Geometric approach to the Hamilton-Jacobi equation and global parametrices for the Schr\"odinger propagator

TL;DR

This paper develops a geometric method to construct global parametrices for the Schr"odinger propagator with quadratic potentials, avoiding caustics and enabling semiclassical approximations.

Contribution

It introduces a geometric approach to the Hamilton-Jacobi equation that constructs Fourier Integral Operators for large times, bypassing classical flow caustics.

Findings

Constructed a family of Fourier Integral Operators for the Schr"odinger propagator.

Provided a detailed analysis of the phase function to recover WKB approximations.
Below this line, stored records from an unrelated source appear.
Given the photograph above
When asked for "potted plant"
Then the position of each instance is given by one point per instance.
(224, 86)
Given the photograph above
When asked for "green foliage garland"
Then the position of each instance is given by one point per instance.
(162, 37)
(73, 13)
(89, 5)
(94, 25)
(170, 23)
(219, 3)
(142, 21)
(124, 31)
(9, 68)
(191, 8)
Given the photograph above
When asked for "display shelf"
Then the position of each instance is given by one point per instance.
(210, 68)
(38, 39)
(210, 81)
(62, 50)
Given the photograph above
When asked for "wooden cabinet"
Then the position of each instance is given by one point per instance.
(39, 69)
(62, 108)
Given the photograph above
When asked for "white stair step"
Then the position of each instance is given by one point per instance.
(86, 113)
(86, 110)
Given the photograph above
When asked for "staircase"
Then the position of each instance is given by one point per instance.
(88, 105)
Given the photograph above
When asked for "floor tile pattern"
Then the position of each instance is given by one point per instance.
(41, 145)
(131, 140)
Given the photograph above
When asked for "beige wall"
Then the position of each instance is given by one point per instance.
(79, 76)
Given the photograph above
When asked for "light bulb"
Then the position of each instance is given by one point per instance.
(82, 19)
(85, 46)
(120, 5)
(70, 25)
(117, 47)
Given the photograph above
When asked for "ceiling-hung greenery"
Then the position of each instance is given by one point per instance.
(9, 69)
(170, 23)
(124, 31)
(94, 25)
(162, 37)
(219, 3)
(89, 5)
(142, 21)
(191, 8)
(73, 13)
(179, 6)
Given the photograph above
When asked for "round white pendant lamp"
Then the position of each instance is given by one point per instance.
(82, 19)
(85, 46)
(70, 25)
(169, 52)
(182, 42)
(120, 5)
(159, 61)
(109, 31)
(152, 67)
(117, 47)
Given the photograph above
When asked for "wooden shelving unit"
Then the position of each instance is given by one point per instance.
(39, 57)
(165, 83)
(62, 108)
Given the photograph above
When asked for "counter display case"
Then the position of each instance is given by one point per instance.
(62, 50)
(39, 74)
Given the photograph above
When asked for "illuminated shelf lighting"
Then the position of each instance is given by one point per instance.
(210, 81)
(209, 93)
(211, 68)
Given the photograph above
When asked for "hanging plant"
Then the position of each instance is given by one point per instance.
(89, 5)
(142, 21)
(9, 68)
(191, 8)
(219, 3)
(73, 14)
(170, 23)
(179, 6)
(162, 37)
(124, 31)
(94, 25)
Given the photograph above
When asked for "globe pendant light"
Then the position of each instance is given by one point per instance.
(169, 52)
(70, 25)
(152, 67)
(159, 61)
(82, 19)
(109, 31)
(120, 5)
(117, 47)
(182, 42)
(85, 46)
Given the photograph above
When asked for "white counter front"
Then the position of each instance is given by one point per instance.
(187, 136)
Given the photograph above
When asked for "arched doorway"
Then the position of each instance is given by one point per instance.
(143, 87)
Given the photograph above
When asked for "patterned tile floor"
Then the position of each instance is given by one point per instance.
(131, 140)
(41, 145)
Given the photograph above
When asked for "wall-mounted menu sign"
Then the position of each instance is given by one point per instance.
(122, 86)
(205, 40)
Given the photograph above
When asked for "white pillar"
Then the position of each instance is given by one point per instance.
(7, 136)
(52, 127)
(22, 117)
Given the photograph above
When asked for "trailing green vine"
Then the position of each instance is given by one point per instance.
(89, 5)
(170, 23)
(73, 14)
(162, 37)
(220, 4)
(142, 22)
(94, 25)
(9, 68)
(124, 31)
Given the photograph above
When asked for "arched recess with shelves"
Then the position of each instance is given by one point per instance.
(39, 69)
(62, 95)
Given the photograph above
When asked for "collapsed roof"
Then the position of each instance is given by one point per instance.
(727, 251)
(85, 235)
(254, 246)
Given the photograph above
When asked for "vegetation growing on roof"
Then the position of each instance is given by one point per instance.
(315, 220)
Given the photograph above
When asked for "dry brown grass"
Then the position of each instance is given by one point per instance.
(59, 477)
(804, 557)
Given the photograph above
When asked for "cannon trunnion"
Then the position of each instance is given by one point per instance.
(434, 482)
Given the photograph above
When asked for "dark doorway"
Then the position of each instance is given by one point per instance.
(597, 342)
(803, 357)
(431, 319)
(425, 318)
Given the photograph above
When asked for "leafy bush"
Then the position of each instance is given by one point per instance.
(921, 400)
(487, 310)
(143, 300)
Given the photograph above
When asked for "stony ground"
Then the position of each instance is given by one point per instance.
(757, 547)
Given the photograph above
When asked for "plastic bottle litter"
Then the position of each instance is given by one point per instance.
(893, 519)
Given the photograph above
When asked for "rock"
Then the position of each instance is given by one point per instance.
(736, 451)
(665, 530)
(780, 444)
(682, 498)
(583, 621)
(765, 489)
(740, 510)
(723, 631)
Achieved a global parametrix valid for arbitrary large times with quadratic potentials.

Abstract

We construct a family of Fourier Integral Operators, defined for arbitrary large times, representing a global parametrix for the Schr\"odinger propagator when the potential is quadratic at infinity. This construction is based on the geometric approach to the corresponding Hamilton-Jacobi equation and thus sidesteps the problem of the caustics generated by the classical flow. Moreover, a detailed study of the real phase function allows us to recover a WKB semiclassical approximation which necessarily involves the multivaluedness of the graph of the Hamiltonian flow past the caustics.